Why this works — the flywheel
  1. 01More trading volume → more fee revenue. Volume directly funds every other mechanic.
  2. 02More buybacks → more burned supply → higher price floor (the floor ratchets up with cumulative_buybacks).
  3. 03Higher floor → less downside fear → more confident holders → longer staking lock duration.
  4. 04Longer locks → fewer tokens in circulating supply → less sell pressure → easier price discovery.
  5. 05Diamond-hand SBTs reward time, not capital — so even small wallets earn status by surviving.
  6. 06Governance becomes SBT-weighted — long-term holders steer parameters, mercenaries can't.
On-chain spec
Standard
SPL Token-2022 (TOKEN_2022_PROGRAM_ID)
Extensions
TransferFeeConfig, MetadataPointer, TokenMetadata. PermanentDelegate explicitly NOT enabled.
Total supply
1,000,000,000 (1B) — minted once, then mint authority revoked
Decimals
6
Transfer fee
5% (500 bps) on every transfer, capped at 50,000 tokens per tx to prevent whale tax extraction
Fee config authority
3-of-5 Squads multisig. Can only LOWER the fee, never raise. Hard cap of 5% in code.

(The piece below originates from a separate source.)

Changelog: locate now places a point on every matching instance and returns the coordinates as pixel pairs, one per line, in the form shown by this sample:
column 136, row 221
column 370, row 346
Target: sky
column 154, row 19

Withdraw withheld authority
fee_router PDA. Permissionlessly callable — anyone can crank the harvest.
Mint authority
Revoked at genesis (irreversible)
Freeze authority
Revoked at genesis (irreversible — accounts cannot be frozen)
On-chain programs

Four Anchor programs implement the system. All upgradeable by the multisig until month 6, then upgrade authority is revoked.

fee_router
Harvest withheld Token-2022 fees → split by waterfall bps → CPI into Jupiter / Raydium / Token-2022 burn
floor_defender
Read Pyth oracle + pool TWAP → conditional market-buy with reserve SOL → burn purchased tokens
staking
Lock positions with tier multipliers → maintain cumulative_reward_per_share → distribute fee inflows
sbt_minter
Verify Merkle proof of hold history → mint NonTransferable Token-2022 NFT per tier
Trust anchors — non-negotiable
  • ·Mint + freeze authorities revoked before LP. Verifiable on Solscan.

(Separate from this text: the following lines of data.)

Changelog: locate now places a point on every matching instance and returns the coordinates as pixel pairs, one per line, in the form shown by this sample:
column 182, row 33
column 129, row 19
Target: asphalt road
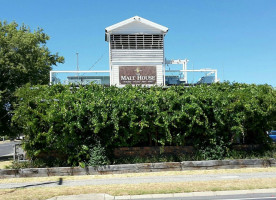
column 143, row 179
column 262, row 196
column 6, row 148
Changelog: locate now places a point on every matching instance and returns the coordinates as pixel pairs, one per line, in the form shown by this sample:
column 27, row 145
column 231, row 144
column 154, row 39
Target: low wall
column 172, row 150
column 134, row 168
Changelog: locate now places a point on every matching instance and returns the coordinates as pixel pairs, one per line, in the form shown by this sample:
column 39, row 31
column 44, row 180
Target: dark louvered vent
column 136, row 41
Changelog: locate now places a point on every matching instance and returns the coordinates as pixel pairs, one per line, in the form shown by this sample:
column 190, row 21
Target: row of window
column 136, row 41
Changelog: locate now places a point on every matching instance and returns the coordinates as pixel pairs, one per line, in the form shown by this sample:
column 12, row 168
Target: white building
column 136, row 56
column 136, row 52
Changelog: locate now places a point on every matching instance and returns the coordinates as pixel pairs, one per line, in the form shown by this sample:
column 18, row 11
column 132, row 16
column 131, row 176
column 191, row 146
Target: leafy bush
column 98, row 156
column 68, row 120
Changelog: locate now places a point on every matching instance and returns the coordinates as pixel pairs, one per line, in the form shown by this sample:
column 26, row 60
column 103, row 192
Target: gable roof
column 136, row 25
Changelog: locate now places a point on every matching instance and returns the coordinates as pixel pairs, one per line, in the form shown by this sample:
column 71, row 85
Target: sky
column 236, row 37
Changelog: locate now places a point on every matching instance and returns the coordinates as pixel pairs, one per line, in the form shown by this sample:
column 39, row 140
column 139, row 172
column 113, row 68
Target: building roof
column 136, row 25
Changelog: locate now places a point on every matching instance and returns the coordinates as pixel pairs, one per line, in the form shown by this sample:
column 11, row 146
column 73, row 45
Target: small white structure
column 136, row 52
column 136, row 57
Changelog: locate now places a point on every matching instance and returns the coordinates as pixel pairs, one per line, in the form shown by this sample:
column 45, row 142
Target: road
column 142, row 179
column 253, row 196
column 6, row 148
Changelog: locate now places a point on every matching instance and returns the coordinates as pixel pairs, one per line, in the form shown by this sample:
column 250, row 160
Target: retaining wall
column 142, row 167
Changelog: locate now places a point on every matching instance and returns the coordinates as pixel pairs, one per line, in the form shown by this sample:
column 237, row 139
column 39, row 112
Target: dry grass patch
column 147, row 174
column 137, row 189
column 5, row 163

  • ·LP locked minimum 12 months via Streamflow. Ideally permanent via Meteora vault.
  • ·Fee config authority is a 3-of-5 multisig with publicly disclosed members. Hard cap of 5% in the program code (multisig cannot raise beyond this).
  • ·All program upgrades behind multisig. Upgrade authority planned to be revoked by month 6.
  • ·Code public, dashboards public, multisig signers public. The mechanism IS the marketing.
What this is NOT
  • Not a yield farm with mercenary emissions. Yield comes only from real fee flow. If volume is zero, APR is zero.
  • Not a stable price guarantee. The floor defender helps but the reserve is finite. If a dump exhausts the reserve faster than fees refill it, the floor becomes psychological.
  • Not a get-rich-quick. The design rewards multi-month holders, intentionally. Short-term flippers pay the 5% fee and gain nothing.